Accueil Divertissement
 
JDM
Daniel Desnoyers - La vie rêvée
© Photo ARCHIVES
In Da House 3, le plus récent disque de Daniel Desnoyers, est disponible depuis deux mois au Québec.

DANIEL DESNOYERS

La vie rêvée

Philippe Meilleur
14-12-2008 | 04h00
Quand un artiste prend tellement souvent l’avion que les douaniers de l’aéroport le saluent cordialement en contrôlant son passeport, on peut parler de succès international. C’est pourtant la routine depuis longtemps pour le DJ québécois Daniel Desnoyers, qui recevait dernièrement une plaque commémorative pour 1 million d’albums vendus durant sa carrière.

Certains auraient le goût d’employer l’expression stéréotypée «la vie rêvée» en lisant cette histoire, et ils auraient bien raison d’employer l’adjectif.
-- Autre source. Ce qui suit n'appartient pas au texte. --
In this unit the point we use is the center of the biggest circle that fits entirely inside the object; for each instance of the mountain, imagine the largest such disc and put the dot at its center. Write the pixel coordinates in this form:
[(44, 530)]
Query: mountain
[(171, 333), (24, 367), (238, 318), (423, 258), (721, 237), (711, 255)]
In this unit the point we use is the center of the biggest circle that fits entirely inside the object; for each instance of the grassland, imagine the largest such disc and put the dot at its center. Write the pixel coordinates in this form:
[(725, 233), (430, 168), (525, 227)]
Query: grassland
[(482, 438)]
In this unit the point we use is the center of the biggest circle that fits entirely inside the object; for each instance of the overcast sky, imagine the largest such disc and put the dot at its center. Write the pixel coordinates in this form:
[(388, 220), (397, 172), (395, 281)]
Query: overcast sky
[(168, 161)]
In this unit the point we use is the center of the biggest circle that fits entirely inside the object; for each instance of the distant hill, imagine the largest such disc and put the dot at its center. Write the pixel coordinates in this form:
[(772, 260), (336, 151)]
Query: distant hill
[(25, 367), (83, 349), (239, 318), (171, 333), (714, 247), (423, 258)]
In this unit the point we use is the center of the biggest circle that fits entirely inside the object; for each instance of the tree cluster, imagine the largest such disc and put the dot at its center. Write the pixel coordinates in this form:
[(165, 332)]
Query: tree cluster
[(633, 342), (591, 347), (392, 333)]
Daniel Desnoyers se produit dans 120 boîtes de nuit par année. Des villes réputées pour leurs clubs branchés comme Ibiza, Amsterdam, Londres et Paris sont ses terrains de jeu. Il s’envole vers l’une ou l’autre de ces destinations pratiquement toutes les semaines pour s’y produire devant des foules qui attendent souvent son arrivée depuis des semaines. Quand il doit remplir un contrat dans un pays dont il ne maîtrise pas les goûts musicaux des habitants, il passe un coup de fil à l’un de ses potes comme David Guetta, Tiësto ou Bob Sinclair pour leur demander conseil. Dans l’univers de la musique électro, «D-Noy» ne joue pas dans la cour des grands. Il en est un.
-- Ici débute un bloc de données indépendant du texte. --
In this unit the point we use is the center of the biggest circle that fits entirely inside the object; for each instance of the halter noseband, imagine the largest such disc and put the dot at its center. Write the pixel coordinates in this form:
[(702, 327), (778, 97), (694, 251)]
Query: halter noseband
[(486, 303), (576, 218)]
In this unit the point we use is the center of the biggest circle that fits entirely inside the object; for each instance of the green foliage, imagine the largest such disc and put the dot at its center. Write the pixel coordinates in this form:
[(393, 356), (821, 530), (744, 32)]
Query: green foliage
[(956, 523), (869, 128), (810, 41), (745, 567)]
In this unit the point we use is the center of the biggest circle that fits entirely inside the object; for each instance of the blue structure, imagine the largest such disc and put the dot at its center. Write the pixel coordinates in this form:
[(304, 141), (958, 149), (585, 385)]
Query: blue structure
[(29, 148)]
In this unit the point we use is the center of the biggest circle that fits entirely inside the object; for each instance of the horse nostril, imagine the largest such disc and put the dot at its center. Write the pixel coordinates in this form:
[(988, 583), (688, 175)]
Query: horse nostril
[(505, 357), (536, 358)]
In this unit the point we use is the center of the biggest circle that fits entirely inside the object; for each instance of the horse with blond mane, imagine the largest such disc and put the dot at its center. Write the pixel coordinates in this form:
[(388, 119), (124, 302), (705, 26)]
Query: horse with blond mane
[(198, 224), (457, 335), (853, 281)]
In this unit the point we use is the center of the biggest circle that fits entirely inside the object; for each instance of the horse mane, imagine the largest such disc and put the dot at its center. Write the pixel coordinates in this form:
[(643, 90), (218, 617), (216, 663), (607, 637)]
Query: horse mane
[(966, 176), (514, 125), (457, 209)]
«Disons que je ne me plains pas beaucoup de ma situation, rigole le DJ quand on lui passe la remarque. J’ai toujours voulu faire ça dans la vie. Même quand j’avais douze-treize ans, je savais que c’était le bon métier pour moi. Cela dit, je n’aurais jamais cru me rendre là. C’est un métier très difficile.»

DIAMANT

Daniel Desnoyers sait de quoi il parle. Si toute l’industrie de la musique traverse actuellement une grave crise qui fait fondre les ventes de disques à l’échelle mondiale, le style électro en est particulièrement affecté. «C’est une musique qui ne s’adresse pas nécessairement à tout le monde, explique le DJ. Les gens qui écoutent du house en mangeant leurs toasts le matin sont assez rares.»

Desnoyers estime ainsi que ses ventes ont chuté de moitié au cours des cinq dernières années, à l’instar de celles de ses collègues. «Mais j’ai réussi à tirer mon épingle du jeu, ditil. Avant, je faisais des spectacles pour promouvoir mon nouveau disque. Désormais, je lance un album pour repartir sur la route. Je gagne ma vie grâce aux évènements live. C’est exactement l’inverse de la réalité à mes débuts.»

Ce retournement de situation ne fait que mettre en relief le disque diamant qui sera remis au DJ cette semaine pour souligner son million d’albums vendus.

«Honnêtement, je n’avais aucune idée que je m’approchais de ce chiffre, dit l’artiste. J’étais déjà content d’avoir eu deux disques d’or. Je ne me préoccupais pas des ventes totales avant que mon distributeur (DEP) ne me le signale. Je suis très heureux d’y être parvenu, surtout dans le contexte actuel.»

Malgré le succès, Desnoyers garde la tête froide. Il ne fête pour ainsi dire jamais quand il est à l’extérieur du pays. Pas le temps. Et il est sans cesse en train de bidouiller de nouvelles compositions sur son ordinateur, qu’il soit à Paris ou Montréal.

«J’ai travaillé très fort pour arriver où je suis, donc je reste concentré sur mon travail, ditil. Mais j’avoue que c’est une maudite belle job

  • In Da House 3, le plus récent disque de Daniel Desnoyers, est disponible depuis deux mois au Québec.